Researchers propose that utilizing a blood test to assess the biological age of an individual’s organs could potentially aid in early treatment and forecasting of illnesses, such as Alzheimer’s disease.

Researchers in the United States discovered that individuals with accelerated aging of specific organs were more susceptible to developing related diseases within a 15-year timeframe.

A group of researchers from Stanford University in California employed machine learning to evaluate the protein concentrations in human blood.

The research centered on 11 different body parts or systems, such as the brain, heart, lungs, kidneys, liver, pancreas, intestines, immune system, muscles, fat, and blood vessels.

The researchers trained their algorithm by measuring the levels of nearly 5,000 proteins in the blood of 1,398 individuals without Alzheimer’s disease at Knight Alzheimer’s Disease Research Center. The participants’ ages ranged from 20 to 90, with most being in the later stages of life.

The scientists identified 858 proteins that were specific to certain organs and had four times higher gene activation compared to others. They then used these proteins to train the algorithm in predicting a person’s age.

The lead researcher, Tony Wyss-Coray, who is a neurology professor and holds the DH Chen Professor II position at Stanford University, stated: “We are able to calculate the biological age of an organ in an outwardly healthy individual. This can then be used to predict their likelihood of developing organ-related diseases.”

In total, the team experimented with their formula on 5,676 individuals from five groups. The research, which was published in Nature, showed that nearly 20% of patients displayed a significant increase in age in one organ, while 1.7% showed signs of aging in multiple organs. The scientists also noted that those with accelerated organ aging had a 20%-50% higher risk of mortality.

Individuals with a faster rate of heart ageing had a 250% increased chance of developing heart failure. Additionally, the acceleration of brain and vascular ageing was a more accurate indicator of Alzheimer’s progression compared to the most effective blood-based biomarker currently available.

According to Wyss-Coray, if we can confirm this discovery in a large sample of 50,000 or 100,000 individuals, it could potentially help us identify any organs in seemingly healthy individuals that are aging faster than normal. This could enable us to intervene and treat these individuals before they develop any illnesses.

In regards to the research, Dr. Leah Mursaleen, the director of research at Alzheimer’s Research UK, stated that the diseases responsible for dementia, such as Alzheimer’s, can initiate in the brain long before symptoms become noticeable.
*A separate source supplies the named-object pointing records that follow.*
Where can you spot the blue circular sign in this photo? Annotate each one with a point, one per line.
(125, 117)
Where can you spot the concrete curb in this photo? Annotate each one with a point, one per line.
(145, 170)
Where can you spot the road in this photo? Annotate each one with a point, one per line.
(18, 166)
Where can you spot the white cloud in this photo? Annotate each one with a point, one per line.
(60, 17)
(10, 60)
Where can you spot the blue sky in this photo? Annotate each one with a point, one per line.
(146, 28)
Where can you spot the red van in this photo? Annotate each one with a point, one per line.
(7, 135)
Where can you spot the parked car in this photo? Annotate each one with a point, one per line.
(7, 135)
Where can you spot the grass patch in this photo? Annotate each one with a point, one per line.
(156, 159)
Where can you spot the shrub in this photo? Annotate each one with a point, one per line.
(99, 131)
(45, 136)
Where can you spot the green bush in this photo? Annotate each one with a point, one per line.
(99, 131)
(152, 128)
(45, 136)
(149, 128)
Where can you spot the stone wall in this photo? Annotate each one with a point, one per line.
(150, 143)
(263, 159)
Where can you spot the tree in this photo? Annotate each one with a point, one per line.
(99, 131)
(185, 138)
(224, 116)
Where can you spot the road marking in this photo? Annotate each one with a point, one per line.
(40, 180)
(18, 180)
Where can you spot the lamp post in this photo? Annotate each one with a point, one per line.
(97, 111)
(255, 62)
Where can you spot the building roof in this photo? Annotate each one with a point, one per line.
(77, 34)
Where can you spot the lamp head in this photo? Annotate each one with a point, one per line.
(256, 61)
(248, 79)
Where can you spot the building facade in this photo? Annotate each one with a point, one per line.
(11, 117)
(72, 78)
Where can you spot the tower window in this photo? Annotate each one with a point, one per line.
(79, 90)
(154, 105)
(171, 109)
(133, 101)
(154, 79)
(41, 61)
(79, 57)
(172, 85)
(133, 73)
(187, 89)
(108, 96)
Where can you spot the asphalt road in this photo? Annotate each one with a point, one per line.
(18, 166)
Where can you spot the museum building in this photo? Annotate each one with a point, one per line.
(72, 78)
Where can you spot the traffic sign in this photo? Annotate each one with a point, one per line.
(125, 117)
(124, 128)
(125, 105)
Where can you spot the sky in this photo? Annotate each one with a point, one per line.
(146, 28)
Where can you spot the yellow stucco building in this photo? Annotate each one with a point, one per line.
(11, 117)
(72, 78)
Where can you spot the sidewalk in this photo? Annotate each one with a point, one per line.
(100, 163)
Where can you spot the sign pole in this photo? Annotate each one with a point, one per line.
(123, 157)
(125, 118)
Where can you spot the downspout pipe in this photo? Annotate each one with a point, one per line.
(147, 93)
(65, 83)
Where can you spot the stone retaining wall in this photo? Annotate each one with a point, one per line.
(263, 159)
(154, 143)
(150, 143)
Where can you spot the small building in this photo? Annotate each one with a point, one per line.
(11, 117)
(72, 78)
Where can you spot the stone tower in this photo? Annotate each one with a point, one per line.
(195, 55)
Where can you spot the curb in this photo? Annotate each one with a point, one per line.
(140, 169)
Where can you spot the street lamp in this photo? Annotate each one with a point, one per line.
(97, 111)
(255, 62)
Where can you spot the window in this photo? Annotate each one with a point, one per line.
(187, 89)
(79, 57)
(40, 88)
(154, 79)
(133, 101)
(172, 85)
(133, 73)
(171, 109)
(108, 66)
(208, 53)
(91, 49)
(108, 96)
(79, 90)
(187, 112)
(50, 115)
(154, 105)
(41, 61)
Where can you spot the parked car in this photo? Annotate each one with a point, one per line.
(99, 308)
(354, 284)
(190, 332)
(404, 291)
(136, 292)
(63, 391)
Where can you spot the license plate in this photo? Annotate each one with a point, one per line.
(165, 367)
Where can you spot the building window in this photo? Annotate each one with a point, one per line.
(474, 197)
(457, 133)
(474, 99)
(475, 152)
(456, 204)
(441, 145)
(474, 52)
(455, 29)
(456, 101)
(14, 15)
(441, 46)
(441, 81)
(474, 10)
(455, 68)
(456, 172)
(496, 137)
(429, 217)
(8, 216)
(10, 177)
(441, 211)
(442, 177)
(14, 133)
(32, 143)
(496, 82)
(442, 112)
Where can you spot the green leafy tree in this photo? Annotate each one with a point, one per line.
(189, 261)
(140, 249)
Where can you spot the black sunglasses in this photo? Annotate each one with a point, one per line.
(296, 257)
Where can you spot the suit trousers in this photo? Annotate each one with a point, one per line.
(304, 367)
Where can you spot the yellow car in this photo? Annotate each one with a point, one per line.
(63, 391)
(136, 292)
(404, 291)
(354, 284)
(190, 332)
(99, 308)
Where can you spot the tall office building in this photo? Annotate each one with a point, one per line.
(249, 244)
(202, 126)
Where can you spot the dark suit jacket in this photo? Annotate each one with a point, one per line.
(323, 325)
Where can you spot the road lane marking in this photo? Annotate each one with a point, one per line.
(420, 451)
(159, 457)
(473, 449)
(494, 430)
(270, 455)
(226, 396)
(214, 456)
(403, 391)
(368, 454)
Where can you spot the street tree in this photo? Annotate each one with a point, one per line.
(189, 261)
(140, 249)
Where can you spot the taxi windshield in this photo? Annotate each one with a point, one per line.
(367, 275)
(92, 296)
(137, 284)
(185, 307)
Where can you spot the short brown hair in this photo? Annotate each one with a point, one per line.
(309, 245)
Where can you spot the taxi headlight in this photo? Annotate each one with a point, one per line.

We need to discover straightforward ways to accurately identify individuals at high risk of developing Alzheimer’s because current treatments have only been effective in the initial stages of the disease. Exciting new treatments are on the horizon, but they are not yet proven to work in later stages.

This research proposes that examining the contents of our blood can offer a crucial opportunity to observe the inner workings of our body, specifically at the individual organ level such as the brain.

According to Mursaleen, markers found in the blood may be able to indicate the aging of the brain and blood vessels, and could potentially predict the development and progression of Alzheimer’s disease.

“At its preliminary phase, this field of science has the capability to contribute to our expanding range of blood-based detection techniques. Several of these techniques are nearing regular utilization,” she stated. “It is probable that the NHS will introduce the initial blood tests for Alzheimer’s disease in the next five years.”

The advancement of more precise and less intrusive techniques for identifying symptoms of age-related illnesses, including the initial indications and advancement of Alzheimer’s, will bring us closer to finding a cure. Additional research in this field is necessary to create and confirm the effectiveness of such tools, in order to stay ahead of the progression of dementia.